Summer Pasta Salad

I've been thinking for a while about writing up some of my recipes. I'm such a foodie. I love cooking, it's such a relaxing hobby, and I completely encourage everyone to do it. There's so many pro's to cooking - it's cheaper then going out for meal, you know everything is fresh, and serving an amazing meal to your friends can be one of the best feelings ever.
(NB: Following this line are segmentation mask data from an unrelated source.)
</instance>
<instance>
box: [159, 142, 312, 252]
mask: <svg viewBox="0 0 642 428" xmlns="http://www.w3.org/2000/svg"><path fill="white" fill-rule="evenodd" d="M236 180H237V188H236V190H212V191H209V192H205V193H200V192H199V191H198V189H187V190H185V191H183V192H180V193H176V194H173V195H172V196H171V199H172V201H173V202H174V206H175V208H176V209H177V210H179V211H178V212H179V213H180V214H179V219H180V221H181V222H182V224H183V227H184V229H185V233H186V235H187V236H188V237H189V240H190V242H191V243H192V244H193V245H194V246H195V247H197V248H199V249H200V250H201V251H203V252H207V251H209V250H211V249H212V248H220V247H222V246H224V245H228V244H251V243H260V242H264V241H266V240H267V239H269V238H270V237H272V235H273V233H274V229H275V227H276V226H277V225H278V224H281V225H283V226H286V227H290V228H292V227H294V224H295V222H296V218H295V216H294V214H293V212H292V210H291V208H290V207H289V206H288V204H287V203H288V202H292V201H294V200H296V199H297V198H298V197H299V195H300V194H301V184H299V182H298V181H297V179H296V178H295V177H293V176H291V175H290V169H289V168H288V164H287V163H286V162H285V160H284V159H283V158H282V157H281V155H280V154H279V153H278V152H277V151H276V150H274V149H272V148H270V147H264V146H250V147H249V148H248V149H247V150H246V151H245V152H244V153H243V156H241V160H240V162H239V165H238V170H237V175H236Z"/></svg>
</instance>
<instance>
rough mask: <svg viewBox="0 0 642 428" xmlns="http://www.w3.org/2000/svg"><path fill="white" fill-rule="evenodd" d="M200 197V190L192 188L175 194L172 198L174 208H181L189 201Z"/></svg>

Luckily, I usually take a photo of my food, and send it to my dad, so I have plenty of pictures to share with you. My summer pasta salad is the perfect dish for when it's too hot out to eat hot food, but you need a decent feed. You can make this dish to accompany a meze of cold platter dishes, or bring it along to a bbq. I usually serve this pasta salad with cold chicken wings, a stick of crusty french with vinegar and olive oil for dipping, selection of cheeses and hummus. Make a decent amount if you know it's gonna be hot for a few days, and leave it in the fridge to pick at.


Ingredients

500g of conchiglie pasta
As many pitted black olives as you want, and chopped in half
Cucumber, diced into tiny squares
Baby tomatoes, again diced really small
A handful of sweetcorn
As much fresh chives and basil as you could like
Squeeze of half a lemon
A big glug of virgin olive oil
A generous dash of white wine vinegar
Salt and pepper to taste

* The reason you have to chop the veggies up so small is because the tiny pieces get caught up inside the conchiglie, giving it lots of flavour with each pasta shell.